Nel tuo percorso fino a oggi ha contato più la fortuna o il talento?

“Mi auguro il talento. Ma anche la fortuna ha giocato il suo ruolo, se ci ripenso all’incontro fortuito con Luca Guadagnino in aeroporto, prima di scegliermi per la sua serie”.

E tra fortuna e talento dove credi si collochi la bellezza?

“È per me una domanda strana: sono convinto che in generale la bellezza sia sopravvalutata. L’aspetto fisico è sì importante ma nel mio caso non penso mi abbia agevolato più di altri”.

La domanda sembra averti messo a disagio…

“C’è sempre una sorta di pregiudizio di fondo. Molti dei grandi attori non vengono considerati “belli” in senso canonico. L’attore definito “bello”, invece, è sempre visto come vanesio. Ma non è sempre così”.

Viviamo nell’epoca in cui la bellezza per via dei social è più esteriore che interiore. Quanto Sebastiano Pigazzi è disposto a mostrare della tua interiorità nei tuoi profili e quanto invece preferisce custodire gelosamente?
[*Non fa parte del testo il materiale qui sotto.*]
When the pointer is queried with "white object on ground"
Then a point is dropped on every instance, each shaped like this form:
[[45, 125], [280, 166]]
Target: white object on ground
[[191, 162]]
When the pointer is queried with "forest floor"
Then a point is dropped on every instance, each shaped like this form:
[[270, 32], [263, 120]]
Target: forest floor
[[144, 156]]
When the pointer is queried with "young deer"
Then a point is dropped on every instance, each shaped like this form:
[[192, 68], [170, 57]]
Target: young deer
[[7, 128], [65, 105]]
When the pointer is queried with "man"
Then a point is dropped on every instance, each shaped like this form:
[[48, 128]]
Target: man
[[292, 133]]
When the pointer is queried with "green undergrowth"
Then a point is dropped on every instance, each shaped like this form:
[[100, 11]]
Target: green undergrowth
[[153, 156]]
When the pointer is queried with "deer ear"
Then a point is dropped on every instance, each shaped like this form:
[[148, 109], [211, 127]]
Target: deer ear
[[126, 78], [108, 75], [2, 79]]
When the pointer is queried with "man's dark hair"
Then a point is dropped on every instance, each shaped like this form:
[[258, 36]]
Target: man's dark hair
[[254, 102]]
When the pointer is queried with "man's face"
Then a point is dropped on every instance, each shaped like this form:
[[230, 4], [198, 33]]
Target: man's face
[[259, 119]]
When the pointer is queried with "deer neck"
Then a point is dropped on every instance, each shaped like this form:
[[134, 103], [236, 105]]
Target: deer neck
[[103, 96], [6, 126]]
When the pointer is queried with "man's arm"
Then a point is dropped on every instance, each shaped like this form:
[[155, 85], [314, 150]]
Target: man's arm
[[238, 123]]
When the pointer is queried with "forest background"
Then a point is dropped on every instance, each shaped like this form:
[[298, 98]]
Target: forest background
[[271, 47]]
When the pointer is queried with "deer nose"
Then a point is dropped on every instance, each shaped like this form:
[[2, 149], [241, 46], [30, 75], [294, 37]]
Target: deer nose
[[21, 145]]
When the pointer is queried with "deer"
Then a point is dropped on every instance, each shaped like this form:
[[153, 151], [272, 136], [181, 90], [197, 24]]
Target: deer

“Ho la percezione che i social tendano a definire e a porre etichette. E io ho paura di ciò perché rimarrei imprigionato in una casella da cui poi sarebbe difficile uscire. Ragione per cui cerco di mostrare sempre me stesso, qualsiasi cosa ciò voglia dire, anche se non sempre è facile. Da questo punto di vista, vorrei sentirmi più libero dai condizionamenti esterni o dalla paura di non postare la foto o il commento ‘giusto'”.

Eppure, negli anni hai incontrato una forma d’arte che ti permetteva di metterti totalmente a nudo: la poesia.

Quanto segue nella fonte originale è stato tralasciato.